Task 2 focuses on turning the approved app idea into a full UX plan. Using the research from Task 1, students will define their target audience, outline content, use card sorting to build the information structure, list features and identify the MVP (Minimum Viable Product), create wireframes and plan the overall user interaction.




Task 2 - UX, UI, IxD Design Document



Canva Public View Link:


Figure 2.1 App Redesign Proposal (Task 2)


FigJam Link:
https://www.figma.com/board/j1GXW33qPc6Jy78MkpN4ai/Untitled?node-id=0-1&p=f&t=37dTrWEywyb728Lm-0

Figure 2.2 User Research (Compiled in FigJam)


Live Interview Audio & Transcripts:
https://drive.google.com/drive/folders/1QurDuierDh7OCp1Uc1sO_b_QWwbC_5e-


Online Survey Form:
https://docs.google.com/forms/d/e/1FAIpQLSchspVDwJRrW5fPRajL7YmZi0_uWhFSPUMMJJAfQjr5B_jyTQ/viewform?usp=dialog


Online Survey Responses:
https://docs.google.com/spreadsheets/d/1HrJi2WGK7zjbjWpdAjckDmZYEBu5YkPtElIZtqVe8M0/edit?usp=sharing






FEEDBACK

Task 2 - UX, UI, IxD Design Document


Week 5 (22/10/2025)
Feedback: -

Week 6 (29/10/2025)
Feedback: -

Week 7 (05/11/2025)
Feedback: -

Week 8 (12/11/2025)
Feedback: Yea everything's fine, the arrangement in Figma is okay, document how you extract the infos and form the user personas, I need to see the thought process.

Week 9 (19/11/2025)
Feedback: -

Week 10 (26/11/2025)
Feedback: ?




REFLECTION

This task was mainly to check if it matches Task 1’s findings about adding new features to JobStreet.
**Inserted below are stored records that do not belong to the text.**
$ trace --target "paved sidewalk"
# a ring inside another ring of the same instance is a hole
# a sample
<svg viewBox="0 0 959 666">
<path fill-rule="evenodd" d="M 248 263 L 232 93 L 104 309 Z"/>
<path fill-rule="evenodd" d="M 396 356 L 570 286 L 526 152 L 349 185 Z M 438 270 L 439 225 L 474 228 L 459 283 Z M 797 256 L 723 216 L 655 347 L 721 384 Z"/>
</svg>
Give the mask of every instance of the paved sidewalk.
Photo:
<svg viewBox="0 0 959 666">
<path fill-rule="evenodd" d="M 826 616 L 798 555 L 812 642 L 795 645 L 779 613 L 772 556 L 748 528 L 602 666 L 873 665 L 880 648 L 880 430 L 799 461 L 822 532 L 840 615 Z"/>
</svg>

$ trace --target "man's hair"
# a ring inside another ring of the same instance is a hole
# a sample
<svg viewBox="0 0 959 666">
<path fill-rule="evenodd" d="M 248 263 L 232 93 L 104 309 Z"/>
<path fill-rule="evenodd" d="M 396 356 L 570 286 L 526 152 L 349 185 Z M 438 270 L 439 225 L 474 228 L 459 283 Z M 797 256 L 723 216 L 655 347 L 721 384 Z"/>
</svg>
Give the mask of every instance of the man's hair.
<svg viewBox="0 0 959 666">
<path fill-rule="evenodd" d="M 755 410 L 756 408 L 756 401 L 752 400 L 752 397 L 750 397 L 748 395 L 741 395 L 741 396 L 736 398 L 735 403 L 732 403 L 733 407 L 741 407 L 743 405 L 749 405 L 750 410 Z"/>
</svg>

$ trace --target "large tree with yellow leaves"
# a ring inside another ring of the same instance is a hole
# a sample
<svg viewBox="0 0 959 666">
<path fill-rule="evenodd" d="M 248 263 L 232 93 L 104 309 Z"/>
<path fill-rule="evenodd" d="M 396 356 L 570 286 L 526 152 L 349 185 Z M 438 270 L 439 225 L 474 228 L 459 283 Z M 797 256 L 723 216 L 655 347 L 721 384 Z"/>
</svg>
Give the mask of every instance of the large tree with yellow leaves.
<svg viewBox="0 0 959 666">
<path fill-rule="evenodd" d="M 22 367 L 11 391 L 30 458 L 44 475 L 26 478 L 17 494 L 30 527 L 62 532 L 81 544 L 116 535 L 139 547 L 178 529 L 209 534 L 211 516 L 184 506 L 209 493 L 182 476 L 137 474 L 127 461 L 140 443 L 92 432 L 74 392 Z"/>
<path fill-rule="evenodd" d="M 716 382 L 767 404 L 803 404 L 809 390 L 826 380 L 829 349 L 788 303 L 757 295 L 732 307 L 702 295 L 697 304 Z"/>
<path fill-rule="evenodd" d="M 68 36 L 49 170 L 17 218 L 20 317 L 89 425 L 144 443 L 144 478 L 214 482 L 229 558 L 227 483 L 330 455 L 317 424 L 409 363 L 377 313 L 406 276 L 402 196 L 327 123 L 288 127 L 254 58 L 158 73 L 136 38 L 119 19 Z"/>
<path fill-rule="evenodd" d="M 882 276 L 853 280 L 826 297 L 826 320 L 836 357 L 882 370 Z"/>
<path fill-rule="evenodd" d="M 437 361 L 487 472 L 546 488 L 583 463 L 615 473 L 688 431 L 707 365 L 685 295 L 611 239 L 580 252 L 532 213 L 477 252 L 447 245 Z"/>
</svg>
I learnt a lot, this was the first time I got proper hands on experience with user research. Mr. Sylvain taught us how to do live interviews, how to ask questions without leading people and that designers shouldn’t just ask what features users want, but understand how they behave and make decisions.

I also learnt how to design online surveys and use the data from interviews and surveys to pull out I statements, make personas, map user flows, do card sorting and finally build a site map. This experience will be really useful for me as a UI/UX designer, it helps me to make design decisions based on real user behaviour rather than assumptions.